I had landed squarely on the right side of my ribcage and also opened up my pant leg and my skin at the right knee.  But it seemed okay.  I retrieved my bike and my person from the pavement and soon was back on my way home, thinking 'Gee, that was lucky -- I could have been killed.'

It is only later when the pain sets in.  Adrenaline had at first muffled the seriousness of the injury, shock had tricked the body into a sense of well being -- but by the time night fell I knew all too agonizingly that I was seriously fucked.  Suddenly every rib seemed to have been crushed in a vice, my right shoulder seemed to have collapsed, all the muscles in my upper torso had gone into a state of red alert and evinced now an angry, excruciating response.

Back to the hospital I went.  By now the staff was becoming quite familiar with my presence.  There he is again.  The white guy who can't stay out of trouble.

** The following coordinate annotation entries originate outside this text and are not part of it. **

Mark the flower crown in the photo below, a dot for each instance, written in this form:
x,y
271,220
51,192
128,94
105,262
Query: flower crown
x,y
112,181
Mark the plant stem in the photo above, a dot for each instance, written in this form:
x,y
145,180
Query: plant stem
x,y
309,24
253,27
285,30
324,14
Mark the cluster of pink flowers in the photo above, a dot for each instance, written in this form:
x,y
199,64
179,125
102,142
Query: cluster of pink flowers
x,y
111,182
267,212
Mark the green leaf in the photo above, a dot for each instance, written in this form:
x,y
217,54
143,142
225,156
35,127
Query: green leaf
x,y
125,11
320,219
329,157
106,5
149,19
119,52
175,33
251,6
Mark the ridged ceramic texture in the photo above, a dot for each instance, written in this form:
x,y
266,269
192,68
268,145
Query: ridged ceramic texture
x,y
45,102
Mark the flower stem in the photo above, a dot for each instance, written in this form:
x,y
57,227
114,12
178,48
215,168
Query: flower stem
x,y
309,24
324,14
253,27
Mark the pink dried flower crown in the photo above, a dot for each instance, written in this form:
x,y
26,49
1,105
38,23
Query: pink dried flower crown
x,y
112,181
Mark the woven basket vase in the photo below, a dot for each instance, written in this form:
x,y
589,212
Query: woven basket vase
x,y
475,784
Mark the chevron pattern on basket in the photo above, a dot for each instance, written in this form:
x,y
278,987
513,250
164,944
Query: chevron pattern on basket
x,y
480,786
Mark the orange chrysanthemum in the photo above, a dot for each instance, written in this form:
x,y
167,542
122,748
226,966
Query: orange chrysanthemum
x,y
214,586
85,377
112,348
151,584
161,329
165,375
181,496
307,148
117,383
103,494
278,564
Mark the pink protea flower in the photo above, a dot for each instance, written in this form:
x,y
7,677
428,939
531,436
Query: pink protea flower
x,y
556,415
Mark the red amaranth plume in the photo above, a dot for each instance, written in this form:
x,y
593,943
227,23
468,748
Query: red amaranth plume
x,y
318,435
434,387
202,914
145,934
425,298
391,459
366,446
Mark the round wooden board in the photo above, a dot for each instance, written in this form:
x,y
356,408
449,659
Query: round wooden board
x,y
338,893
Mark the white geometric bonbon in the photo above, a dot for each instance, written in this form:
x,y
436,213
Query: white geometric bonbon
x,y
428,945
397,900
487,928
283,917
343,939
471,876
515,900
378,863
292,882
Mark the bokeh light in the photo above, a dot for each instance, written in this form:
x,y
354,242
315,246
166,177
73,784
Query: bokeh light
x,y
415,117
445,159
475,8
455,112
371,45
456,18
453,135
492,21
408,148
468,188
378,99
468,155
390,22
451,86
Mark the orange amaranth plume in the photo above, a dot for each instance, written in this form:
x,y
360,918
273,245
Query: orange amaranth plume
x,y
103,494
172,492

These Americans are strange creatures, are they not?

My motorcyle mishap happened in the first week of July.  It is now September 24th and I am finally almost free of the pain.  Almost 12 weeks, my friends.  Twelve weeks of groaning and grimacing.  Twelve weeks of trying to lie on my back, on my left side, on my stomach -- and failing in all.  Twelve weeks of holding my ribs, gulping handfuls of aspirin, and shuffling about like Walter Brennan from the Real McCoys.

And then came the flu.  Or in my case, the super flu.  Now I know that trouble always comes in threes, so I was not wholly unprepared for a third misfortune, whatever form it might take.  Nonetheless, it has not been pleasant -- for the coughing, hacking, sneezing and sniffing that has accompanied this flu have been acutely counterproductive to the healing of my ribs -- combining together to exact extraordinary demands of my overtaxed bones and muscles -- which shout, ever so vexed, give me a break! (so to speak).

Four weeks of the flu now, and still going strong.

Why then has it taken so long for me to recover from these injuries and maladies, common enough on their own?  This is what I begin to wonder.  Is it merely old age, and a body less capable of routine repair?  Or does this have something to do with multiple sclerosis?  Hmmm. 

Well, when you think about it, an immune system that is preoccupied with attacking itself must therefore have little time to pay attention to those things it had been originally designed to fix.  Moreover, an immune system that has damaged the central nervous system, fried myelin sheaths, severed various nerve connections and so on, has necessarily compromised otherwise efficient processes of of natural healing, right?

It's funny -- I think very little about MS on a day to day basis.  I am used to the troubles it causes habitutally.  This seems merely my life, the way I am.  It takes time to remember the perniciousness of the thing.  Who, after all, takes 12 weeks to heal from a fall?  Who?  The person with MS, of course.  Who gets colds and flus so easily, and suffers with them four and five weeks at a time?  Why is it that my wife contracts the same flu and yet is up and about again in five days. 

Multiple sclerosis.  Oh yeah, now I remember.  I have multiple sclerosis. 

And I begin to understand through this trio of troubles what is meant when they say that MS does not itself cause death, but may often be a contributing factor.  Sure it can.  I see that now.  The dice are loaded, the cards are marked.  You come up to bat, you kick the dust from the plate, you take your stance and watch the ball leave the hand of the pitcher -- and then suddenly realize in one rather cold moment that the scoreboard shows already two strikes to your name.